XDC Network's acquisition of Contour Network marks a silent shift to connect the digital trade infrastructure to real-time, tokenized settlement rails.

In a world where cross-border payments still take days and trap trillions in idle liquidity, integrating Contour’s trade workflows with XDC Network Blockchains' ISO 20022 financial messaging standard to bridge TradFi and Web3 in Trade Finance.

The Current State of Cross-Border Trade Settlements

Cross-border payments remain one of the most inefficient parts of global finance. For decades, companies have inter-dependency with banks and their correspondent banks across the world, forcing them to maintain trillions of dollars in pre-funded nostro and vostro balances — the capital that sits idle while transactions crawl across borders.

Traditional settlement is slow, often 1–5 days, and often with ~2-3% in FX and conversion fees. For every hour a corporation can’t access its own cash increases the cost of financing, tightens liquidity that could be used for other purposes, which in turn slows economic activity.
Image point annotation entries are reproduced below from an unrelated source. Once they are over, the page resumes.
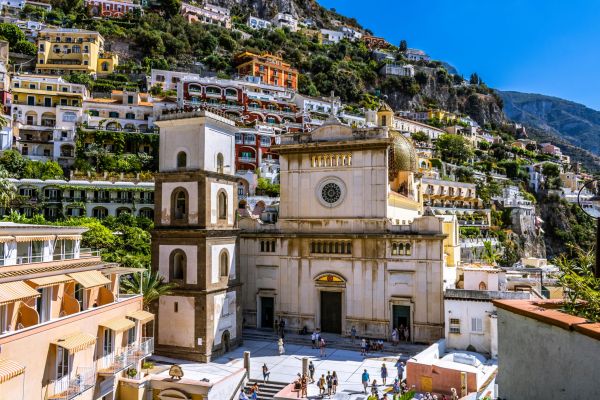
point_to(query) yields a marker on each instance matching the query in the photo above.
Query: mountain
(559, 118)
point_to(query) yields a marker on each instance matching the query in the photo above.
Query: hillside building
(63, 51)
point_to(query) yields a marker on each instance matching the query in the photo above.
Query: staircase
(266, 391)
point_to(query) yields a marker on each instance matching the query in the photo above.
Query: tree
(8, 190)
(403, 46)
(454, 148)
(153, 286)
(11, 33)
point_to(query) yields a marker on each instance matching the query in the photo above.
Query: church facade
(351, 246)
(195, 240)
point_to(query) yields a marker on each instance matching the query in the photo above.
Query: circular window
(330, 192)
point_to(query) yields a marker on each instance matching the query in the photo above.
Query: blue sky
(550, 47)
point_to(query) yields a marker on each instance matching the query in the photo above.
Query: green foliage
(581, 287)
(454, 148)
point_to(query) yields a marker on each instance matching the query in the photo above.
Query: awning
(90, 279)
(69, 237)
(141, 315)
(120, 324)
(122, 270)
(76, 342)
(9, 369)
(47, 281)
(34, 238)
(13, 291)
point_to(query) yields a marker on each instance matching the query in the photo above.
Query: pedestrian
(322, 347)
(400, 367)
(266, 373)
(334, 382)
(383, 373)
(365, 380)
(329, 381)
(303, 386)
(321, 385)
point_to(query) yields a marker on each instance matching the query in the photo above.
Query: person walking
(321, 385)
(334, 382)
(383, 373)
(322, 347)
(311, 371)
(365, 380)
(266, 373)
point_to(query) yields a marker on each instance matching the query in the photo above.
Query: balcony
(66, 389)
(116, 362)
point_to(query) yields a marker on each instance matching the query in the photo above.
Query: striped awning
(34, 238)
(120, 324)
(14, 291)
(9, 369)
(47, 281)
(76, 342)
(90, 279)
(122, 270)
(69, 237)
(141, 315)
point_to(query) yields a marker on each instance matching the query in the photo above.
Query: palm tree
(8, 190)
(153, 286)
(490, 255)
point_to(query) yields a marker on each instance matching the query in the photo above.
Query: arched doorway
(225, 341)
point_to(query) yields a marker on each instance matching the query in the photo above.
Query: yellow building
(63, 51)
(66, 330)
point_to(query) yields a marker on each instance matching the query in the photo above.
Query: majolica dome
(402, 155)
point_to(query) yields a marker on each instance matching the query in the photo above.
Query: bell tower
(195, 239)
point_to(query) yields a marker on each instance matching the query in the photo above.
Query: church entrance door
(266, 312)
(331, 312)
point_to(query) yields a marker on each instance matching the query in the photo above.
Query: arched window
(220, 163)
(224, 263)
(181, 159)
(222, 204)
(179, 202)
(178, 265)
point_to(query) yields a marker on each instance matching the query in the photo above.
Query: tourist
(321, 385)
(266, 373)
(383, 373)
(334, 382)
(329, 381)
(400, 367)
(311, 371)
(365, 379)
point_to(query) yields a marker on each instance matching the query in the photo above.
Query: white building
(258, 23)
(285, 20)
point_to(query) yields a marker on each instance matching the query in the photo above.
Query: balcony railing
(115, 362)
(65, 389)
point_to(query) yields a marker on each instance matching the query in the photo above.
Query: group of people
(318, 342)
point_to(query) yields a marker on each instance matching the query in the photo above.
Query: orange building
(270, 68)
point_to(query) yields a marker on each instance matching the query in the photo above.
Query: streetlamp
(588, 199)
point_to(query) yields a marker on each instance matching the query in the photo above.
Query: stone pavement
(348, 364)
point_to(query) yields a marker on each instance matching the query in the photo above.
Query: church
(351, 245)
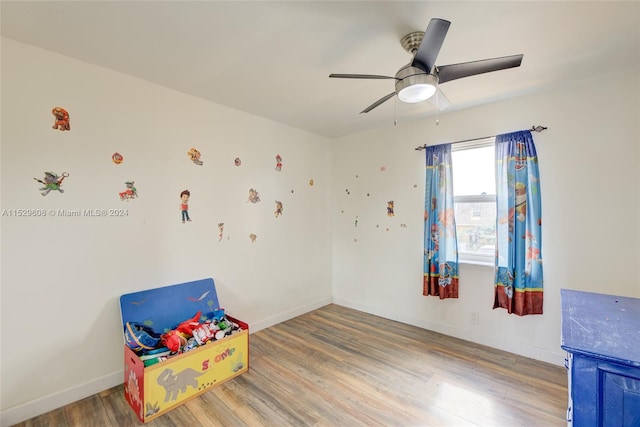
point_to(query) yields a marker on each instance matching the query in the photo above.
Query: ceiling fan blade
(359, 76)
(439, 100)
(378, 102)
(446, 73)
(425, 57)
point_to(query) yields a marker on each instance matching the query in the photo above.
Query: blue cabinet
(601, 334)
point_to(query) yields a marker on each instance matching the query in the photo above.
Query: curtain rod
(534, 128)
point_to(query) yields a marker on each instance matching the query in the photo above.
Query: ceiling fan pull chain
(395, 111)
(437, 109)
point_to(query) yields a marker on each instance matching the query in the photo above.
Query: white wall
(62, 276)
(589, 161)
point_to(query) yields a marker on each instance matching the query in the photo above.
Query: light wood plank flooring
(339, 367)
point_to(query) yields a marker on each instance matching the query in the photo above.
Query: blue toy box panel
(163, 309)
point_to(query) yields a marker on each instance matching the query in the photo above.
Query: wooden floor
(340, 367)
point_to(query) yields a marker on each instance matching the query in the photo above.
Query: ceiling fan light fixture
(416, 88)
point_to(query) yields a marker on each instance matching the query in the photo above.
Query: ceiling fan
(418, 81)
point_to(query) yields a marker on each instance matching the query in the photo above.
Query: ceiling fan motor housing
(415, 85)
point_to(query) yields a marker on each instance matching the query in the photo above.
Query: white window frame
(471, 257)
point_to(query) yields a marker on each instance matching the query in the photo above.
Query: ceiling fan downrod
(411, 42)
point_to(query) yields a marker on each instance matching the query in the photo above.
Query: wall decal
(117, 158)
(184, 205)
(61, 119)
(279, 208)
(130, 193)
(254, 197)
(52, 182)
(194, 155)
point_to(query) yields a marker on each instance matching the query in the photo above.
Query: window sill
(478, 263)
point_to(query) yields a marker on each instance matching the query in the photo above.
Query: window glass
(474, 198)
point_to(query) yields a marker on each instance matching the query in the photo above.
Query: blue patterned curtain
(518, 281)
(440, 243)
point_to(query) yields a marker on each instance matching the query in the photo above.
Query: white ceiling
(272, 59)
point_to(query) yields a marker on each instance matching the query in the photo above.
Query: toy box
(155, 389)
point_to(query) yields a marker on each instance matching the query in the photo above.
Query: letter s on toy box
(179, 343)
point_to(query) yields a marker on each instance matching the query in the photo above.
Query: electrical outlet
(475, 317)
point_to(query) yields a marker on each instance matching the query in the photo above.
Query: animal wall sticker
(61, 119)
(117, 158)
(254, 197)
(184, 205)
(52, 181)
(130, 192)
(194, 155)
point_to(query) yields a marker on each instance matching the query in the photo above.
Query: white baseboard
(48, 403)
(20, 413)
(544, 355)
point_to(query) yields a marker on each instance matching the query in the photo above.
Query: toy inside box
(179, 343)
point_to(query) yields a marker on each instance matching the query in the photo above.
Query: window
(474, 191)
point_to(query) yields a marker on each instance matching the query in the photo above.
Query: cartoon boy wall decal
(184, 205)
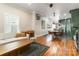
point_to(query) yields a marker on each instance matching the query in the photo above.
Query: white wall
(25, 19)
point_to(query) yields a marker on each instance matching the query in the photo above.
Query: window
(11, 23)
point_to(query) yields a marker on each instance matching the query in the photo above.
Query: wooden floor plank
(58, 47)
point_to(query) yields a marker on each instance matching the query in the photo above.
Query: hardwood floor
(58, 46)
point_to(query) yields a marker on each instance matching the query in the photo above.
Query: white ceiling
(44, 10)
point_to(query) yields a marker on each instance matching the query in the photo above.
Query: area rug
(35, 49)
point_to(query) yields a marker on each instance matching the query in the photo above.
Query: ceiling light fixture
(51, 5)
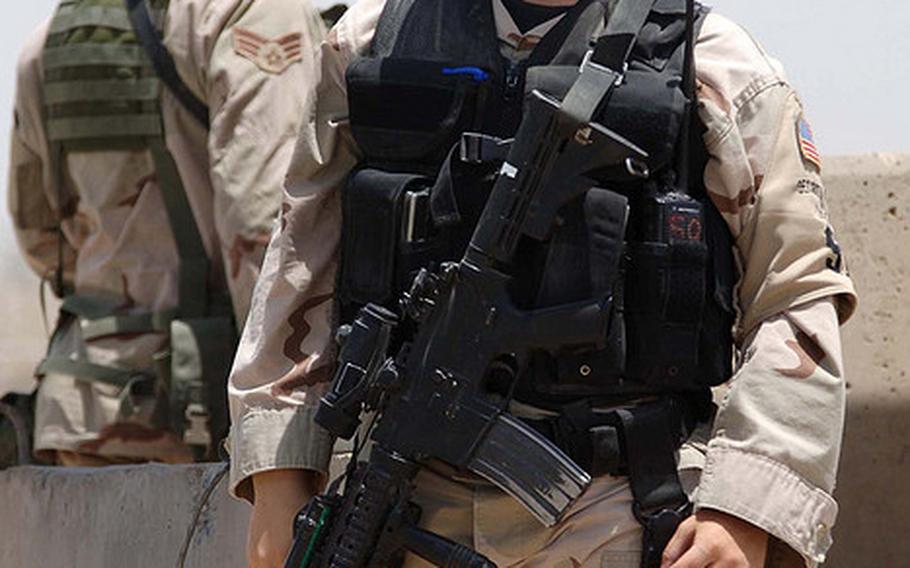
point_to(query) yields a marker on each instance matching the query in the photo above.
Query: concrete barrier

Before SWIFT, payments were fully manual. Intermediary banks maintained ledgers, and reconciliation across multiple institutions limited speed and volume.

SWIFT reshaped global payments by introducing a secure, standardized messaging infrastructure through ISO 20022 - which quickly became the language of money for 11,000+ institutions in 200 countries.

But SWIFT only fixed the messaging — not the movement. Actual value still moves through slow, capital-intensive correspondent chains.

Regulated and Compliant Stablecoin such as USDC (Circle) solves the part SWIFT never could: instant, on-chain settlement.

Stablecoin Settlement revamping Trade and Tokenization

Stablecoin such as USDC is a digital token pegged to the US Dollar, still the most widely used currency for trade, enabling the movement of funds instantly 24*7 globally - transparently, instantly, and without the need for any intermediaries and the need to lock in trillions of dollars of idle cash.

Tokenized settlement replaces multi-day reconciliation with on-chain finality, reducing:

  • Dependency on intermediaries
  • Operational friction
  • Trillions locked in idle liquidity

For corporates trapped in long working capital cycles, this is transformative.

Digital dollars like USDC make the process simple:

Fiat → Stablecoin → On-Chain Transfer → Fiat

This hybrid model is already widely used across remittances, payouts, and treasury flows.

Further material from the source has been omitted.